The bonus of watching films from “unknown” film countries is that you run the risk of being confronted with traditions and customs that are at odds with your own experience. This also applies to this film from Jordan about a woman (with child) who becomes a plaything in an inheritance issue after the unexpected death of her husband. A remarkable debut by the Jordanian director Amjad Al-Rasheed with a varied role by the Palestinian actress Mouna Hawa (Bar Bahar).

dutch flagTranslated from Dutch · View original

avatar van De filosoof

De filosoof

  • 2449 messages
  • 1664 votes

This film shows how women are victims of brutal oppression under Jordanian sharia-based law.

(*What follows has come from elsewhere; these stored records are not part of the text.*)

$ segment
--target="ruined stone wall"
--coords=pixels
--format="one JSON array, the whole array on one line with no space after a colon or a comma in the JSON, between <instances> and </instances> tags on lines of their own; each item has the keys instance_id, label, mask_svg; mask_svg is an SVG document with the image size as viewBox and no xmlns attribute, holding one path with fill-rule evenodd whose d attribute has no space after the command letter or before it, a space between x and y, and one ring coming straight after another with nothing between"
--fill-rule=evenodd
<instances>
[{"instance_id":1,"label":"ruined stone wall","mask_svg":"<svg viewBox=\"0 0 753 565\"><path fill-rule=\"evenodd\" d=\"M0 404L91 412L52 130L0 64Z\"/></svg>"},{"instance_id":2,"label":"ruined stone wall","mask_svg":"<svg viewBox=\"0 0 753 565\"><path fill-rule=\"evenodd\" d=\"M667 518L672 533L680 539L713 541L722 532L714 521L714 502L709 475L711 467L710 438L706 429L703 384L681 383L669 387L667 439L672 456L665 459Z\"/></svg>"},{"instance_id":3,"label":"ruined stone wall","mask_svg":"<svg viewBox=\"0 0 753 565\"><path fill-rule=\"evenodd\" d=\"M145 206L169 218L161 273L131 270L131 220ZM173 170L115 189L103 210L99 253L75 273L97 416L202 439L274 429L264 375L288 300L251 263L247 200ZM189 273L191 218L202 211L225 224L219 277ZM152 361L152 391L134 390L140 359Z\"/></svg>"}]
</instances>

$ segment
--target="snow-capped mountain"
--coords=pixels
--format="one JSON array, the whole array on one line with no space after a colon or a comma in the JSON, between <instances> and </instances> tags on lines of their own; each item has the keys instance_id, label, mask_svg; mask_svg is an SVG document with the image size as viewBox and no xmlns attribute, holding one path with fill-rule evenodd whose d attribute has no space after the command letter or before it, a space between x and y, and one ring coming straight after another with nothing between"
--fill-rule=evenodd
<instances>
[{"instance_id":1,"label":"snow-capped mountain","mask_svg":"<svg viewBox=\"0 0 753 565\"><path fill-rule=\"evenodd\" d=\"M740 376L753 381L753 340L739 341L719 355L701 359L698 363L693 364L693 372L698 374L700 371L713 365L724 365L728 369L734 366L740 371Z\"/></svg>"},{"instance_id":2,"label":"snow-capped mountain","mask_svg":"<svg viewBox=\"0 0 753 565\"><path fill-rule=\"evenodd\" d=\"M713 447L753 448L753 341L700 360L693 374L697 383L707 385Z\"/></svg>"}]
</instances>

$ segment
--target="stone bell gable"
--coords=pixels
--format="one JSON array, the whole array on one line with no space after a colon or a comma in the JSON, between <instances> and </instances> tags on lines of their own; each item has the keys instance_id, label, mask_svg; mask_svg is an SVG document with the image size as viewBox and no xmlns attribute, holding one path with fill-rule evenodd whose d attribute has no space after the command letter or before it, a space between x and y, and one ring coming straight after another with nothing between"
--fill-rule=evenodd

It chooses both a poor, pious woman who, after the death of her husband, is in danger of losing her house, car and daughter unless she turns out to be pregnant with a son, and a rich, modern woman who has an unwanted pregnancy and wants an abortion, so that it becomes clear made sure that no woman escapes patriarchy under the Sharia or in Jordan. Both distraught women are forced to break the law in an attempt to save their lives and cling to each other (with the rich woman's telling suggestion that in the eyes of Allah the destruction of their lives may be an even greater sin than what they as women are all not allowed), although even that doesn't seem to help. The idea of the film is not bad, but the feminist message dominates at the expense of the story that does not really want to be exciting or fascinating and mainly shows the legal procedures with which women are placed in an unequal position and kept dependent on men.

dutch flagTranslated from Dutch · View original

avatar van mrklm

mrklm

  • 11374 messages
  • 9897 votes

Nawal [Mouna Hawa] and Adnan [Mohammad Suleiman] have a daughter [Seleena Rababah] and are trying to have another child. When Adnan suddenly dies, his brother Rifqi [Hatiham Alomari] reports shortly after the funeral to say that Adnan had owed him a debt. Jordanian law also gives him the right to claim his deceased brother's assets and share them with his sisters, because there is no male heir. That means Nawal and her daughter will lose their apartment… unless she can prove she's pregnant with a boy! And so Nawal tries to deceive her family. Hawa stars in this social drama that exposes the injustice and absurdism of paternalistic legislation.